Sunday, November 2, 2014

Beach Birds of Mission Bay

In May of 2013, I wrote this article about the birds I see around Mission Bay, an easy place for people to visit here in San Diego.  Now that it's fall, it's a great time to go see these birds.

Assorted shorebirds

Godwits and Willets
I don't know how many people go to the beach or bay not to hang out, but to check out the local wildlife. In San Diego, there is a recreational area called Mission Bay where people don't usually sunbathe or swim (though a few can be seen doing so). This bay was dredged out so people can use jet skis, boats, fly kites, row or kayak, run their dogs loose (on Fiesta Island only), or play a game call "Over the Line" among other activities and events. But, Mission Bay is also a place for the birds-literally. 

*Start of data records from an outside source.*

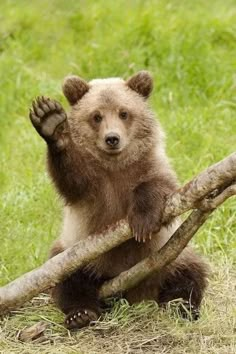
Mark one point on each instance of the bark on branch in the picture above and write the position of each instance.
(204, 193)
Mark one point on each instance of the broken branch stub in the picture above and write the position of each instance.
(221, 175)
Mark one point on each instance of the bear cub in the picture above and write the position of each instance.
(107, 160)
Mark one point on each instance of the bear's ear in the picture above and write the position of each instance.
(141, 83)
(74, 88)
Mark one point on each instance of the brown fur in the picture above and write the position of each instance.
(101, 185)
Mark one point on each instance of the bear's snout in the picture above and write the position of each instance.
(112, 140)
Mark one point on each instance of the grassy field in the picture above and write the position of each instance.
(190, 48)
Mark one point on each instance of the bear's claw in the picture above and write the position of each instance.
(49, 119)
(80, 318)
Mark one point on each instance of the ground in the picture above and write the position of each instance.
(190, 47)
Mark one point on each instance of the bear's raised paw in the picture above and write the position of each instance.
(50, 120)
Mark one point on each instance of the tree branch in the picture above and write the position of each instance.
(194, 195)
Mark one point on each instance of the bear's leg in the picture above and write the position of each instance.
(77, 295)
(185, 279)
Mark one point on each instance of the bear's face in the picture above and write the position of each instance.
(110, 117)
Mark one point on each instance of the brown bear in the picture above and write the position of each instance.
(108, 162)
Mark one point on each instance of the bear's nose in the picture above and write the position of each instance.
(112, 139)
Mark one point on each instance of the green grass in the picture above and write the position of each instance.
(190, 48)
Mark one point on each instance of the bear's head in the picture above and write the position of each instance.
(110, 117)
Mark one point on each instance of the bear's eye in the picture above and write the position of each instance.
(123, 114)
(97, 118)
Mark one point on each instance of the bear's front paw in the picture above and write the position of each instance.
(49, 119)
(143, 226)
(80, 317)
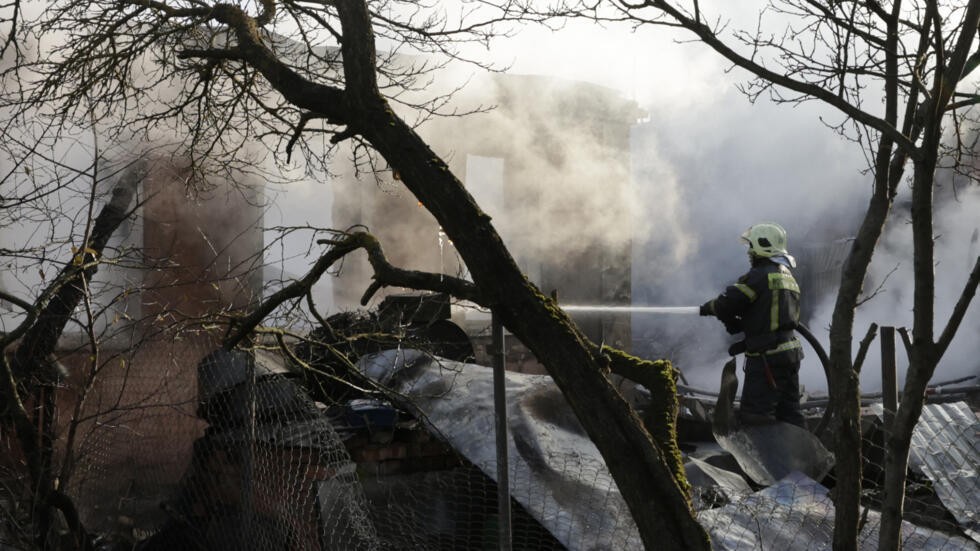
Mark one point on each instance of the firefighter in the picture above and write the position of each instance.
(764, 304)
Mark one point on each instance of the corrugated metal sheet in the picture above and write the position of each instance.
(946, 449)
(797, 514)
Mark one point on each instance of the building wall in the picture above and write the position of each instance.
(550, 164)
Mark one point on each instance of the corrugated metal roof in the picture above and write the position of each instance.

Thousands of birds call the bay their home as they have done for thousands of years.
Before the bay was dredged for human use, it was more marsh-like and many birds populated and bred in it. There are still pockets of these marshes preserved throughout the bay and one of them, the Kendall-Frost Marsh, is fenced off from people. However, a good variety of birds can be found on the beach just outside the marsh. Other areas that are fenced off include several least tern nesting sites which are managed by the city of San Diego and the San Diego Audubon Society. Each year, the nesting sites have to be weeded because the disturbance of the soil from dredging allowed many invasive plants to take root. The California subspecies of least tern is endangered mostly due to loss of breeding habitat.  
Even in more disturbed areas, birds are abundant. Despite the fact that loose dogs run all over Fiesta Island, many birds don't seem too bothered by them. In the water, brant geese, ducks, and grebes continue to feed among the speeding watercraft. Willets and marbled godwits seem to be the most common type of shorebird along the beaches. Killdeer often nest in the least tern nesting habitats, usually well before the terns arrive.

Horned larks
When visiting the bay, be mindful of the birds around and don't intentionally harass them. Winter is the best time to see the most variety of birds with just about every type of shorebird that usually visits the San Diego area can be seen. In the summer, most of the birds seen are terns, gulls, raptors, sparrows, horned larks, and other small birds.